Terapi eksistensi berusaha untuk mengesampingkan terlebih dahulu semua hipotesa, analisa dan berbagai klasifikasi. Terapi berupaya menolong klien untuk membebaskan dirinya dari ketakutan dan konflik-konflik yang menyebabkan ia tetap terbelakang dengan cara menemukan kekuatan atau kemauannya sendiri.
Pada saat seorang klien ingin bunuh diri karena merasa sudah tidak dapat menanggung beban hidup diri & keluarganya, seperti kasus bu Mercy. Terapis Eksistensial mungkin memandangnya sebagai simbolik. Karena bukankah berarti klien merasa mati sebagai pribadi, apakah klien menggunakan potensi manusiawinya, apakah klien memilih mati hanya sekedar mengukuhkan kehidupan. Terapis Eksistensial akan mengonfrontasikan klien dengan masalah makna dan maksud dalam hidupnya. Sehingga klien mempunyai alasan untuk ingin melanjutkan hidup & melakukan sesuatu untuk menemukan guna tujuan yang akan membuat dirinya merasa lebih berarti dan hidup, karena dalam terapis konselor akan mengajak klien memahami dirinya sendiri sebagai manusia yang hidup berdampingan dan selalu dihadapkan oleh kenyataan-kenyataan pahit atau manis sehingga mampu eksis dalam kehidupannya.
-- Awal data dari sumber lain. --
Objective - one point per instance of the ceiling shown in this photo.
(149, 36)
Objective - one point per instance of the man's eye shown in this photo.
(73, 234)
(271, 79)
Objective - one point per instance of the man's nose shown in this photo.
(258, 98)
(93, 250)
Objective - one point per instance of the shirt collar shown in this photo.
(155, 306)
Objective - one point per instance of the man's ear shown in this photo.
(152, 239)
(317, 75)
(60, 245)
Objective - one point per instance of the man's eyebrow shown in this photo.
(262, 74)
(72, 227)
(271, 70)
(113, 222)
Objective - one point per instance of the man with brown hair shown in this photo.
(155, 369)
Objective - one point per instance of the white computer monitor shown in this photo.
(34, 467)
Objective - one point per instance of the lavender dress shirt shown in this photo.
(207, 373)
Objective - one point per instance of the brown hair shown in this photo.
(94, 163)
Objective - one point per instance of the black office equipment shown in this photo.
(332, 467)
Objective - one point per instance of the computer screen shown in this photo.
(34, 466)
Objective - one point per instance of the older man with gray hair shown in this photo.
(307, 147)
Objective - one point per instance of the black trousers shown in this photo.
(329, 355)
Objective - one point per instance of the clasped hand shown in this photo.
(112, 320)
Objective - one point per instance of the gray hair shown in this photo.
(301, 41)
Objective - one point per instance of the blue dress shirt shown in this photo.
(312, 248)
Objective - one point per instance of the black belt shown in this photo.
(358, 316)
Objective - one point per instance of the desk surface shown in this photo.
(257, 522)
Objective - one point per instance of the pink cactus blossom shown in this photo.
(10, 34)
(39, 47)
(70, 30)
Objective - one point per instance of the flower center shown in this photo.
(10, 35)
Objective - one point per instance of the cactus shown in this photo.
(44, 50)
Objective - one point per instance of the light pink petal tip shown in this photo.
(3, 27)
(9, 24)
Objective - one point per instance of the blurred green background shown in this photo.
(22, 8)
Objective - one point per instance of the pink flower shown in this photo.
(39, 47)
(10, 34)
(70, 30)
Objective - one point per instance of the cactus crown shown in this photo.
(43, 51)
Perasaan bersalah (kasus: tidak mampu membiayai pengobatan anaknya) adalah kekuatan dominan dalam kehidupan klien. Bagaimanapun banyak dari perasaan bersalahnya yang merupakan perasaan bersalah neurotik karena ia berlandaskan pandangan tentang mengecewakan orang lain dan bukan memenuhi pengharapan mereka. Klien harus belajar bahwa perasaan bersalah akan berguna jika berlandaskan kesadarannya atas penyia-nyian potensinya sendiri. Terapi eksistensial akan melihat harapan klien dalam belajar untuk menemukan keterpusatannnya sendiri dan dalam hidup dengan nilai-nilai yang dipilih dan diciptakannya sendiri. Dia juga bisa berhubungan dengan orang lain dengan kekuatannya sendiri untuk membentuk suatu hubungan yang dependen.
Tujuan dari terapi ini adalah menyajikan kondisi-kondisi untuk memaksimalkan kesadaran diri dan pertumbuhan. Menghapus penghambat-penghambat aktualisasi potensi pribadi. Membantu klien menemukan dan menggunakan kebebasan memilih dengan memperluas kesadaran diri. Membantu klien agar bebas dan bertanggung jawab arah kehidupannya sendiri.